England cricket March 7, 2009

I say major, those Cowdrey poems are good

  Politics can be tiresome business

Colin Cowdrey - a cricketing gentleman © Getty Images
Politics can be tiresome business. Dealing with the first Iraq war, a weak pound, a strong United States – minus the USSR – could drive the best of us to check in to the closest spa at the end of each day. But during his stint at 10 Downing Street former England prime minister John Major calmed his nerves by writing poetry. And now one of those poems, on England batsman Colin Cowdrey, is going under the hammer. A total of 307 – Cowdrey’s highest score - signed copies of Lord Colin Cowdrey - A Cricketing Gentleman will be sold for charity.

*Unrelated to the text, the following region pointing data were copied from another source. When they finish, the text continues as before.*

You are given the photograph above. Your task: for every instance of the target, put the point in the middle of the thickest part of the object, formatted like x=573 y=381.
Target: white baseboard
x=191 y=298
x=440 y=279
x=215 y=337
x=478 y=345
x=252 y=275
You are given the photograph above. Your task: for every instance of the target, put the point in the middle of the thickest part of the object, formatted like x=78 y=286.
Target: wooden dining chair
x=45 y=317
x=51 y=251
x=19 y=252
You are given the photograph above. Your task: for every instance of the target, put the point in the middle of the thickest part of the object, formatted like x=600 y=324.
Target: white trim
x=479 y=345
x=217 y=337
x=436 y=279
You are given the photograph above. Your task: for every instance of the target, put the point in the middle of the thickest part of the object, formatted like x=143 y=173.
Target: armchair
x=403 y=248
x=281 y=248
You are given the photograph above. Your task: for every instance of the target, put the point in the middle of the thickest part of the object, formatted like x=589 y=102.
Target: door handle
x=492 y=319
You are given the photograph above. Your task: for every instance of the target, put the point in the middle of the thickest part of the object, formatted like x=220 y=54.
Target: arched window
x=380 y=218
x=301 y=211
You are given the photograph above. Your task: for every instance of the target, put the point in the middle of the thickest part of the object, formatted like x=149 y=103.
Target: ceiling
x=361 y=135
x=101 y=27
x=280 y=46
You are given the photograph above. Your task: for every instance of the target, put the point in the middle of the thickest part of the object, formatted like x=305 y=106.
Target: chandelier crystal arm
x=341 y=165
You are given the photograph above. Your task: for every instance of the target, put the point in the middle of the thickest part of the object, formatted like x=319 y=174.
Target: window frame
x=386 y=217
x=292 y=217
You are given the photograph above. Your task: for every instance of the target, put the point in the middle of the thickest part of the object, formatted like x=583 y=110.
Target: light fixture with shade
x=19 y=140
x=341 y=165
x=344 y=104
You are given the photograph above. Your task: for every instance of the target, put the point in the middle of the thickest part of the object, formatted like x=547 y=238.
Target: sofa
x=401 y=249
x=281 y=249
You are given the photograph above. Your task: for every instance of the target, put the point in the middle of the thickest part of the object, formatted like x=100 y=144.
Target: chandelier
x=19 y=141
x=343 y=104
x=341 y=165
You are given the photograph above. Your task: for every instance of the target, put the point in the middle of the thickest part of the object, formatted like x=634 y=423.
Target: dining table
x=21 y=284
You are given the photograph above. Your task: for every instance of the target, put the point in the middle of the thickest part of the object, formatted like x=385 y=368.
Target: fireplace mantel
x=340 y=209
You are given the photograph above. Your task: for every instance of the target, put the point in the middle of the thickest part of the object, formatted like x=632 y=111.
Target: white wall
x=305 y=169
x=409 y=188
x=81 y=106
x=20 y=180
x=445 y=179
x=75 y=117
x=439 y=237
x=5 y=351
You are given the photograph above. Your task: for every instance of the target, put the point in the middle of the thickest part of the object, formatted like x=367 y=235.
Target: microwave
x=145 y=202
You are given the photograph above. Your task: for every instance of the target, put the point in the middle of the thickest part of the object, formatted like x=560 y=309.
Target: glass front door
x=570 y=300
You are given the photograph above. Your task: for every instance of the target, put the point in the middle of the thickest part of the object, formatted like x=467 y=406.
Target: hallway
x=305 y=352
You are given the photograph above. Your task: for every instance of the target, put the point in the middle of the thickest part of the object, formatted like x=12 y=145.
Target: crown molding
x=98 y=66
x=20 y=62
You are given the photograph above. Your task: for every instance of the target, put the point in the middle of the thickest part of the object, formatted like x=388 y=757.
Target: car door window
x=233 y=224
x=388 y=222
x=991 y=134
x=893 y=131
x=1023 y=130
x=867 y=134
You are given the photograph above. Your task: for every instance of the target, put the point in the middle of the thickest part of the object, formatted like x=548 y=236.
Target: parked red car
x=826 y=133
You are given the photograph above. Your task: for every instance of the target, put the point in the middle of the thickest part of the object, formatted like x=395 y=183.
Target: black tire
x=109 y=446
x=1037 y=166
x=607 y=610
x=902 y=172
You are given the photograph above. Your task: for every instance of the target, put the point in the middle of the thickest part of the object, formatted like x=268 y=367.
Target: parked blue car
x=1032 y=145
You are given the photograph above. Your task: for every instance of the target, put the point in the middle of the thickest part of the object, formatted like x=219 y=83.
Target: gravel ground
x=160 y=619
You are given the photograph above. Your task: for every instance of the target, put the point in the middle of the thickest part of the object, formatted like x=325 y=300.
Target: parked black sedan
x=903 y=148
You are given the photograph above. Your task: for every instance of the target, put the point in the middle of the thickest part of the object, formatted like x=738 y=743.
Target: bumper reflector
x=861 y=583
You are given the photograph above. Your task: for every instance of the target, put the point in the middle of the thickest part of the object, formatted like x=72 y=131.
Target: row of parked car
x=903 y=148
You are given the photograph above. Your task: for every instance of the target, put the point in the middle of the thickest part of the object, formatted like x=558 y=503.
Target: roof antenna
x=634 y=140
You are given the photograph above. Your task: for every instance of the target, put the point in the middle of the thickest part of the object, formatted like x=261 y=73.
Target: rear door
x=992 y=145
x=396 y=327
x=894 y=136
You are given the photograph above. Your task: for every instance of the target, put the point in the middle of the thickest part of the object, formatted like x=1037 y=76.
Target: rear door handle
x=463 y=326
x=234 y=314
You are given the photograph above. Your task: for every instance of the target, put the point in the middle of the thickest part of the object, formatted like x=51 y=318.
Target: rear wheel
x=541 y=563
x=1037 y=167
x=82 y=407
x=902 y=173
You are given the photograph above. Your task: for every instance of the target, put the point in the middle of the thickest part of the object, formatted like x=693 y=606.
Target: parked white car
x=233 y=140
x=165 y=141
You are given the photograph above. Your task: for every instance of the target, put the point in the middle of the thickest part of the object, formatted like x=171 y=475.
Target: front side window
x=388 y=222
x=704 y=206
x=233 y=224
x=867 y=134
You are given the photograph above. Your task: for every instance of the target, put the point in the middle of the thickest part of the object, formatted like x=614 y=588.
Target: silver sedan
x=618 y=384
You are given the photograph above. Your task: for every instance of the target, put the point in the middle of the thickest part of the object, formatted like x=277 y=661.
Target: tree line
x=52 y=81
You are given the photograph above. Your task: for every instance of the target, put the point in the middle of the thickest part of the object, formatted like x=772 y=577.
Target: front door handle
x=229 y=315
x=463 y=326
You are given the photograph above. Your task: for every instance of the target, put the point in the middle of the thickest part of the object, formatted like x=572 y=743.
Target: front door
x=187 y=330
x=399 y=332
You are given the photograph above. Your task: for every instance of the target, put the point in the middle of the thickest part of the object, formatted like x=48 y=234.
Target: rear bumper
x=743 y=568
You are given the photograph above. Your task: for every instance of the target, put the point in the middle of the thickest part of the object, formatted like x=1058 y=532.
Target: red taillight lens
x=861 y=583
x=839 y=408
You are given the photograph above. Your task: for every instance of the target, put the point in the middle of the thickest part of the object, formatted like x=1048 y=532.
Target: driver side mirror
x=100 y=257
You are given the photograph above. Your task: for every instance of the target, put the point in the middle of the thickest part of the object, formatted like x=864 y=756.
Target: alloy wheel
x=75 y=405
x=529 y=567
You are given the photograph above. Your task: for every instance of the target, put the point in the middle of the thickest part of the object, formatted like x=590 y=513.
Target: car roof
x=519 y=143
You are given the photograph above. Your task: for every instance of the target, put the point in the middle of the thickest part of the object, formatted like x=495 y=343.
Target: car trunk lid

Major, who loves the game and was the former president of the Surrey County Cricket Club, said he had jotted down poems throughout his seven-year stint at Downing Street. "They were about cricket subjects and about politics and about characters,” Major was quoted as saying in the Telegraph. “With some of my political poems it is probably best they are never seen in public! But in the case of Colin I am pleased to share it. We were very close friends and used to get together for whiskies almost on a weekly basis." A total of 307 copies are being auctioned because the figure was Cowdrey’s highest total. The poem is reproduced below:

The mellow sound of bat on ball
The wherewithal to enthral
On feather bed or fiery track
Talent far above the pack
All on display at a glance
As Colin Cowdrey took his stance.
His style was gentle, full of grace
Delicate as Flemish lace
When a troubling ball came down
Fair caressed it all around
Some were hit, a few let pass
In Cowdrey's cricketing master-class.
With speed or spin, sharp eyes could see
The blade of grass where the ball would be
And to follow - swift and sure
A stroke to excite the connoisseur
Such memories still linger on
So long after the day has gone.
Firm wrists to coax the ball away
To all parts of close of play
A push for one, sometimes a pair
Three for a cut to backward of square
And - hear the full-throated roar -
A dazzling cover drive for four.
Now, he out; no more shall we see
That brand of Cowdrey Mastery
A style so easy, so unhurried
So very English, so unflurried
The master with a Corinthian touch
To Whom victory matter - but not that much.